İstanbul’da tartıştığı karısı Kudret K.’yi silahla vurarak öldürmek suçundan yargılanan F.K. isimli erkek hakkında 18 Ocak’ta savcı mütalaa verdi. Erkek hakkında, "eşini kasten öldürme" suçundan ağırlaştırılmış müebbet, "ruhsatsız silah kullanma" suçundan da 1 yıldan 3 yıla kadar hapis cezası talep edildi.
Ankara’da eski karısı Pelin Ceylan'ı (47) tabancayla öldüren tutuklu sanık M.E.’ye 18 Ocak’ta ağırlaştırılmış müebbet hapis cezası verildi.
Konya'da boşanma aşamasındaki karısı Ebru G.’yi sokakta silahla vurarak öldüren Y.G.’ye “eşe karşı tasarlayarak kasten öldürme” suçundan 19 Ocak’ta ağırlaştırılmış müebbet hapis cezası verildi.
Mersin’de sevgilisi Esra Asena Temir’i (27) darp ederek öldürdüğü suçlamasıyla M.B. (28) isimli erkeğin yargılandığı dava 23 Ocak’ta başladı. Erkek savunmasında, "bana saldırmalarından korkmuştum" dedi. Erkeğin tutukluluk halinin devamına karar verildi, duruşma ertelendi.
Antalya’da karısı Saibe A.’yı keserle vurarak öldürdüğü suçuyla yargılanan E.A. hakkında iddianame hazırlandı. Erkek hakkında ağırlaştırılmış müebbet hapis cezası talep edildi.
Karabük'te, bir çayda cesedi bulunan Gabon vatandaşı Jeannah Danys Dinabongho Ibouanga (17) isimli kızın ölümüne ilişkin D.A. isimli erkeğin tutuklu yargılandığı dava 24 Ocak’ta devam etti. Mahkeme heyeti, kız çocuğunun ölü bulunduğu çayda keşif yapılmasına karar verdi. Erkeğin tutukluluk halinin devamına karar verildi, duruşma ertelendi.

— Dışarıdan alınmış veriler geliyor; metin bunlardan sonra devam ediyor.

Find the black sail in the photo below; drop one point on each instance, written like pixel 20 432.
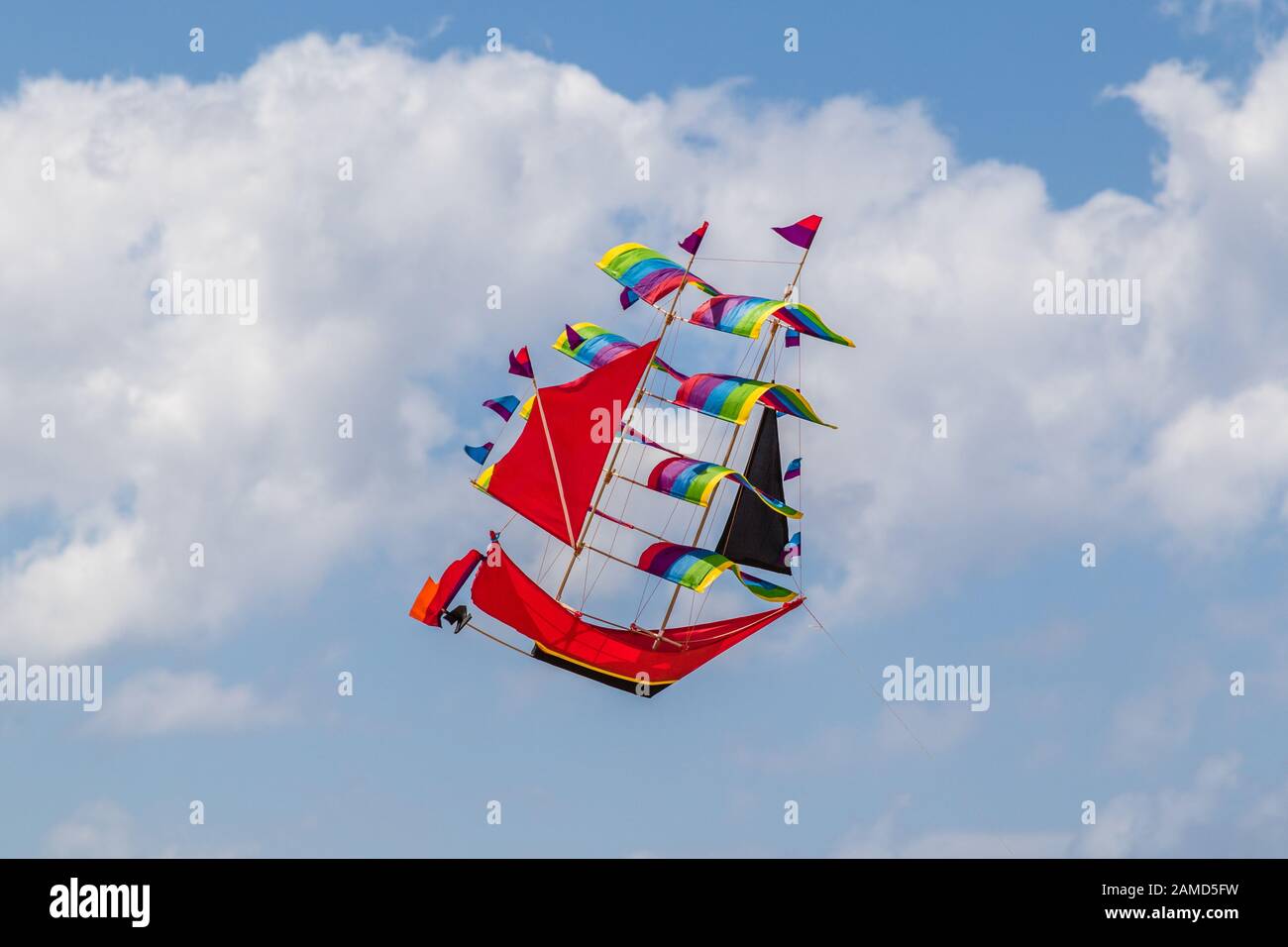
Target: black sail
pixel 755 535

Kocaeli'de karısı Ayşe P.’yi bıçaklayarak öldüren H.P.’ye "eşe karşı kasten öldürme" suçundan 25 Ocak’ta ağırlaştırılmış müebbet hapis cezası verildi.
Eskişehir’de karısı Elena Samsanova’yı (55) bıçaklayarak öldüren ve ağırlaştırılmış müebbet hapis talebiyle yargılanan A.S.’nin (50) yargılandığı dava 25 Ocak’ta devam etti. Mahkeme heyeti, kadına ait whatsapp konuşmaları hakkında gelen raporun incelenmesi için ek süre verdi. Duruşma 15 Şubat’a ertelendi.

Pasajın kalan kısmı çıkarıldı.